Как видно, Гревское лобное место представлялось гораздо менее интересным, чем лобное место возле Ратуши. Тут не было ни крыши из железных стропил, ни восьмигранного фонаря, ни изящных колонн, оканчивавшихся под самой крышей акантовыми листьями и цветами, ни причудливых и безобразных желобов, ни плотничной резьбы, ни искусно высеченных камней. Здесь приходилось ограничиваться четырьмя голыми стенами, сложенными из песчаника, двумя аспидными досками и стоявшею рядом с ними жалкою, тощею и голою каменной виселицей. Словом, для любителей готической архитектуры здесь была бы скудная пожива. Нужно, впрочем, заметить, что нетребовательные средневековые ротозеи мало смыслили в архитектуре и еще менее заботились о красоте лобного места.

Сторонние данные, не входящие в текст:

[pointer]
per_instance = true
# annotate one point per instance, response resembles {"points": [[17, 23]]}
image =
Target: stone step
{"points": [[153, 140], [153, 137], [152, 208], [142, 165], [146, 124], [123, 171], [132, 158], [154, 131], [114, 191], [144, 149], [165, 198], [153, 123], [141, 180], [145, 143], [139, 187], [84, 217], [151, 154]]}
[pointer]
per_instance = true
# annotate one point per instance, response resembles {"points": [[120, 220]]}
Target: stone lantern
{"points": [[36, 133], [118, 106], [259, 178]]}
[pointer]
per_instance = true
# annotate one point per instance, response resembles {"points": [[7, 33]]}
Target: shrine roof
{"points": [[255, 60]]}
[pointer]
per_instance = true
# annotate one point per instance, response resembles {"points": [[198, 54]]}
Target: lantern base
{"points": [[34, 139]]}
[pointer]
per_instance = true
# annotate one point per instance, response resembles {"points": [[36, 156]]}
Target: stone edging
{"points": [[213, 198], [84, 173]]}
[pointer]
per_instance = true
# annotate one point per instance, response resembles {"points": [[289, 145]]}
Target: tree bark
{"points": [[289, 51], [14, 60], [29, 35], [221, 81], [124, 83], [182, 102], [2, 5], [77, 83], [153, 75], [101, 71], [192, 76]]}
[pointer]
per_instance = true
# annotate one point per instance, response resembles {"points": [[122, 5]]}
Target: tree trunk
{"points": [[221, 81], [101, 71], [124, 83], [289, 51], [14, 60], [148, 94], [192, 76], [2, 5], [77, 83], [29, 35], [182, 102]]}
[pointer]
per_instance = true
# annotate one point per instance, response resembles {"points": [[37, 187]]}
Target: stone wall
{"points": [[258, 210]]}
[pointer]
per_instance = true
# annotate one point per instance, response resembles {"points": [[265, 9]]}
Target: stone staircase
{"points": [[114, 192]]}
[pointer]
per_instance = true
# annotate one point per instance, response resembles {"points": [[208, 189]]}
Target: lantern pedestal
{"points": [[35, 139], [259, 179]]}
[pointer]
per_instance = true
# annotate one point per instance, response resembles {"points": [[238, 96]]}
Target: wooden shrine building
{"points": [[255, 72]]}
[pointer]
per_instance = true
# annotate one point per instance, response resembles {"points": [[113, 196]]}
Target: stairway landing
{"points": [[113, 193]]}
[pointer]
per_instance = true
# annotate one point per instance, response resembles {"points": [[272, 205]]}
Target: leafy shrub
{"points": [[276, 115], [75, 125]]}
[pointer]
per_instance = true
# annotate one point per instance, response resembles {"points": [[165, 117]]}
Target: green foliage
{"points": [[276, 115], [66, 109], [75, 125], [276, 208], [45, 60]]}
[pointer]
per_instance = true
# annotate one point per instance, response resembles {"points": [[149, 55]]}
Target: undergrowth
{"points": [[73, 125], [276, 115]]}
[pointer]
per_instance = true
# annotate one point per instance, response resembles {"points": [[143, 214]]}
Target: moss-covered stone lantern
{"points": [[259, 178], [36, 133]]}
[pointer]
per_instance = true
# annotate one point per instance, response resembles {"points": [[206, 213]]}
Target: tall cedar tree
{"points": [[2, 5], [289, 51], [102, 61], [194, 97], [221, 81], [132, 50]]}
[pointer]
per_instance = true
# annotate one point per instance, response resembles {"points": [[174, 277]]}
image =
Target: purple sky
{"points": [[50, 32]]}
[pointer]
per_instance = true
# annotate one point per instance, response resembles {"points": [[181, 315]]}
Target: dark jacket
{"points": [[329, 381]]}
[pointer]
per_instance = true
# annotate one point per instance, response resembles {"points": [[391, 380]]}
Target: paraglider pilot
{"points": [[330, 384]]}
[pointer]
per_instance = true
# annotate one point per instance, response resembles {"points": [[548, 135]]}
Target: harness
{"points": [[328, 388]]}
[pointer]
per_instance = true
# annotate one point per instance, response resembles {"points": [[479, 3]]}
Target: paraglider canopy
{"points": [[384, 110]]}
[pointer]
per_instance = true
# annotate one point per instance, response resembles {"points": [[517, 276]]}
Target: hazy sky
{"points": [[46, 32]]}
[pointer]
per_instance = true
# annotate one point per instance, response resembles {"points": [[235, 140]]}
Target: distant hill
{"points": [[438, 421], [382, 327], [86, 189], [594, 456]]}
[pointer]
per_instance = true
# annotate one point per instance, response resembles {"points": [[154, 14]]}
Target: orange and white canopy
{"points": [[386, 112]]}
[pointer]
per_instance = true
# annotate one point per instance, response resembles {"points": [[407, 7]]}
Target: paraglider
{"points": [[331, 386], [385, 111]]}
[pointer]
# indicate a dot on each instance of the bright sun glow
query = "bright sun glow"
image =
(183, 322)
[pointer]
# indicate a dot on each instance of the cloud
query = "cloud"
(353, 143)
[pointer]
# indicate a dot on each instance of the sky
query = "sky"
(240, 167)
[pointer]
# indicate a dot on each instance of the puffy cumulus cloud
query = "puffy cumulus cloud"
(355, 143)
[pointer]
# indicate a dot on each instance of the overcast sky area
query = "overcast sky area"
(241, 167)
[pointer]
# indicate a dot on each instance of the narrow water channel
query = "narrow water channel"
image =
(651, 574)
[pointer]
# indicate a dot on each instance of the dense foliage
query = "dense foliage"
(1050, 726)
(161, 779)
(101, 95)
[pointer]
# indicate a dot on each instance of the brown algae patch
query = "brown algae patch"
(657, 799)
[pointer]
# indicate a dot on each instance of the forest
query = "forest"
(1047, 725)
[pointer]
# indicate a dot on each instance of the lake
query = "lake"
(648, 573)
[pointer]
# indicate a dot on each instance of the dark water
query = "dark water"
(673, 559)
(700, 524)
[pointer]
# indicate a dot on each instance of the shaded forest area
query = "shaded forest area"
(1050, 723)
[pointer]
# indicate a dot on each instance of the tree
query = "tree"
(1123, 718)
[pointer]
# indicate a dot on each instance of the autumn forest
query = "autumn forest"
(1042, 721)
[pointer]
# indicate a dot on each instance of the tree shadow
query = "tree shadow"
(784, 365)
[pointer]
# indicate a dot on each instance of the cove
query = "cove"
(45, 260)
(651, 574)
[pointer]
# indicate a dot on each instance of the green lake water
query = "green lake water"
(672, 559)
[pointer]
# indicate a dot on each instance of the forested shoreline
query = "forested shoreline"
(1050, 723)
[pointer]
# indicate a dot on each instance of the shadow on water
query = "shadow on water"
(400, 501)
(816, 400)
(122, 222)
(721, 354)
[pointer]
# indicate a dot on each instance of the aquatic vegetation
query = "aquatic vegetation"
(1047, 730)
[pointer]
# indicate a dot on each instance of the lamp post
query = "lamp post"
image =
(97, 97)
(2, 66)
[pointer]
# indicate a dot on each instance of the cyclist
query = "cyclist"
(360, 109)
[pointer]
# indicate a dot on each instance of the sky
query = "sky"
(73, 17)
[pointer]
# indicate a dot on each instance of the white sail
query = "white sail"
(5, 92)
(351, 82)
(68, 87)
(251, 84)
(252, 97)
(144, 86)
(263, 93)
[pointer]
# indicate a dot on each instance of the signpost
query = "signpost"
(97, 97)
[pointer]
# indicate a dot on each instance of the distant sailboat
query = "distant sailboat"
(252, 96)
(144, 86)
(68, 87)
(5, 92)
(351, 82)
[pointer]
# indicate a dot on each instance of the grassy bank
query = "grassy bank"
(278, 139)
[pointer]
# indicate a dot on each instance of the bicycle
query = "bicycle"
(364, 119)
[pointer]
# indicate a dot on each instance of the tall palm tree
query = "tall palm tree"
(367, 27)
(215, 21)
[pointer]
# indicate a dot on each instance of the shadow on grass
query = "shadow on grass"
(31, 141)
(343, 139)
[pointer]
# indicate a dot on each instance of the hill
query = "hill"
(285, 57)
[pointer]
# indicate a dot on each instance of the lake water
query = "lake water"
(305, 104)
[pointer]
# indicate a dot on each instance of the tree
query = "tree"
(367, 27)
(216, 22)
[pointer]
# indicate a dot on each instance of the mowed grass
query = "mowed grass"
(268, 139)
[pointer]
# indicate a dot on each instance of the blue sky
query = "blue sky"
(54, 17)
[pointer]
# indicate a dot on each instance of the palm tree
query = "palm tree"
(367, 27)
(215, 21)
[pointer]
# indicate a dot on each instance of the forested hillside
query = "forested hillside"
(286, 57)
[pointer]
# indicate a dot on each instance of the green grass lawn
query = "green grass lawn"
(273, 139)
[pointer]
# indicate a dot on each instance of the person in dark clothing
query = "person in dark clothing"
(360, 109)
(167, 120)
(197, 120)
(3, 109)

Наконец, привезли осужденного, привязанного к заду телеги. Когда его ввели на помост, когда его можно было разглядеть со всех пунктов площади, привязанным веревками и ремнями к колесу, по всей площади раздавались крики, смех и свистки. Все узнали Квазимодо.
И действительно, это был он. Странное коловращение судьбы! Сегодня ему пришлось быть выставленным у позорного столба на той самой площади, на которой его не далее как вчера приветствовала восторженными криками толпа, на которой он фигурировал в виде шутовского папы, имея в своей свите Египетского герцога, Тунского короля и императора Галлилеи. Во всяком случае, верно только то, что во всей этой толпе не было ни одного человека, не исключая и его самого, вчерашнего триумфатора и сегодняшнего наказуемого, который мог бы составить себе ясное понятие о том, как и почему все это так случилось. Дело в том, что при этом зрелище не было философа Гренгуара.
Наконец, Мишель Нуаре, герольд его величества короля, заставил толпу замолчать и громким голосом прочел состоявшийся в это утро приговор. Затем он встал позади телеги, вместе с своей, одетой в полицейские мундиры, свитой.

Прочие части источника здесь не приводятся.